Outside of everyone’s food sanitation concerns is the constant thought that insects will land on our drying laundry outside and lay eggs, which will then find their way onto our skin … which then result in bugs laying eggs in our skin.  While this is not a terribly common concern here in Bafia (more common in the jungle areas), I most certainly iron my bedsheets after washing (to kill any larvae) and am willing to wait the recommended 3-4 days before wearing my underwear.  Based on one PCV’s experience in the jungle when he didn’t dry his underwear and wait a few days before using them, only to have another PCV help extract more than 30+ eggs/larvae/etc. from his undercarriage, it’s certainly worth the wait to ensure you aren’t the subject of the latest horror stories about what can happen to you in Africa.

Also adding to the drastic difference between the States and Cameroon is the relative lack of personal space.  While my host family has afforded me quite a lot of leeway in allowing me to spend time alone in my room whenever need be, most everyone here is not aware of the “buffer zone” that we have back in the States.  No matter whether you are seated, standing, or walking, the people here are not shy about standing very close, touching your shoulder/leg/arm during conversation, or even holding hands while walking down the street.  As strange as it may sound, especially for a country that has made homosexuality illegal, it is not weird to see two men holding hands while walking down the street.  The people in Cameroon are very affectionate and very kind, so I have done my best to avoid insulting both friends and strangers alike by not taking that small step away from those who may have just invaded my American sphere of comfort.

Another interesting example displaying the closeness of Cameroonian friends and family occurred this week when the power was out here in Bafia.  With my host Mom gone to Yaoundé for the day buying all of the ingredients necessary for a proper American 4th of July lunch celebration (hamburgers with lettuce, onions, and special sauce, french fries, and pasta salad), my host sister owned up to the task of preparing dinner for the both of us --- my 11 year old brother, Jerry, was comatose on the couch after a full day doing flips and handsprings.  These kids have a lot of responsibility at an early age, as demonstrated by her ability to prepare a dinner of chicken, rice, beans, and fried plantains with a gas-powered stove illuminated by an aging flashlight.  In retrospect, this 14 year old Cameroonian teenager was my Mom for the night!  But on the flipside, she ended up on the living room floor the next morning sleeping alongside her brother, and her only explanation to me was that she felt strange and scared sleeping in a bedroom all alone (they share a bed in the room next to mine).  Pretty interesting to hear that from someone who does somewhere between one and two million percent more around the house than the average American teenager!  

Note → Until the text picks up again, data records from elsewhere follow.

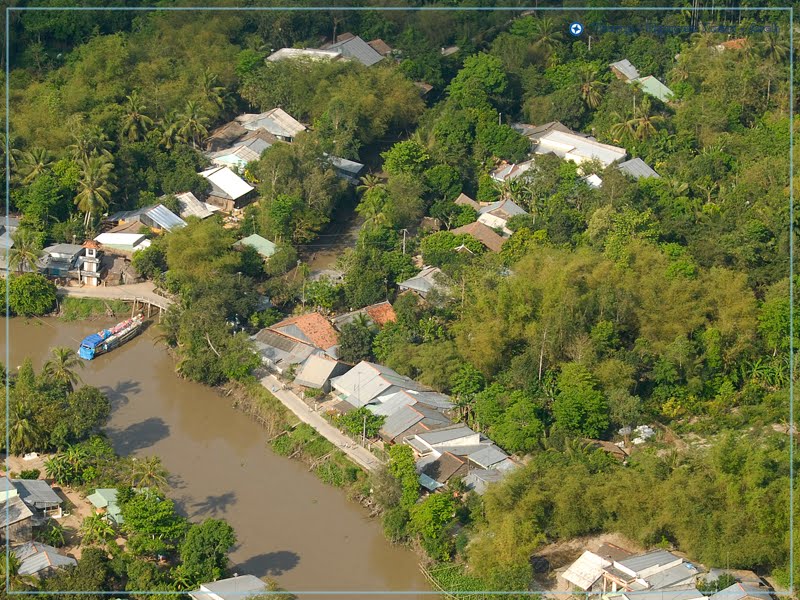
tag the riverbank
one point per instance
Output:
(224, 464)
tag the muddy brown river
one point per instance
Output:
(290, 526)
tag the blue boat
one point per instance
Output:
(106, 340)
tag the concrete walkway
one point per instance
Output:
(134, 291)
(359, 455)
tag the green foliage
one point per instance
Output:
(361, 420)
(31, 295)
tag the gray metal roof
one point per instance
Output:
(488, 456)
(625, 67)
(37, 492)
(316, 371)
(13, 511)
(637, 169)
(35, 557)
(647, 560)
(447, 434)
(358, 49)
(400, 421)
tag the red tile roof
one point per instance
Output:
(315, 327)
(381, 313)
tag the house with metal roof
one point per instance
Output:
(16, 521)
(637, 168)
(228, 190)
(41, 560)
(105, 500)
(576, 148)
(317, 371)
(423, 283)
(233, 588)
(157, 217)
(483, 233)
(276, 121)
(624, 70)
(40, 497)
(497, 214)
(310, 54)
(261, 245)
(652, 86)
(190, 206)
(279, 352)
(353, 47)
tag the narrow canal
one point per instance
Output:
(290, 526)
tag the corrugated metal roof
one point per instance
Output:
(226, 183)
(447, 434)
(647, 560)
(488, 456)
(35, 557)
(625, 67)
(358, 49)
(37, 492)
(400, 421)
(651, 85)
(262, 245)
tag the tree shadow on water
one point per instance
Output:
(271, 564)
(139, 435)
(119, 394)
(214, 505)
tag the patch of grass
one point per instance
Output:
(73, 309)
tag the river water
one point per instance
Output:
(289, 525)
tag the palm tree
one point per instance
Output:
(95, 187)
(135, 124)
(90, 141)
(16, 581)
(33, 163)
(96, 528)
(215, 94)
(590, 86)
(23, 432)
(170, 127)
(148, 472)
(193, 123)
(370, 182)
(26, 250)
(61, 367)
(774, 47)
(547, 33)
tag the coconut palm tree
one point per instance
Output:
(193, 123)
(590, 86)
(774, 47)
(170, 130)
(24, 434)
(370, 182)
(16, 582)
(148, 472)
(26, 250)
(61, 367)
(547, 34)
(135, 123)
(96, 529)
(89, 142)
(32, 163)
(95, 187)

Along with all of that good stuff from the past week, I received information about where I will be living and working when training is over in a little over 5 weeks.  After much speculation amongst the peanut gallery, as there was not much information provided to us about the available posts and how the assignments were made, I will be heading to the Grand North of Cameroon, an area that contains three regions – the Adamoua, the North and the Extreme North.  The city in which I will be living is called Guider and is located in the North, which is between the Adamoua and the Extreme North.  With Cameroon’s rich diversity in climate, culture, and geography, I could have been assigned to primarily English or French-speaking regions with climates varying between 60 degrees (in the mountains) and well over 100 degrees (in the dessert).  As Guider is a city of approximately 90-100k people in the dessert, I will most certainly be sweating profusely for a majority of the year.  Add the prospect of having to learn a local language (Fulfulde) when I get one level higher in my French classes, as well as knowing that the North has a heavily Muslim population, I share the excitement and enthusiasm that so many volunteers from that region has passed along thus far in our training.  Scorching heat, learning a fourth language, and living in a heavily Muslim area.  That may be weird for me…but that’s not weird in Cameroon.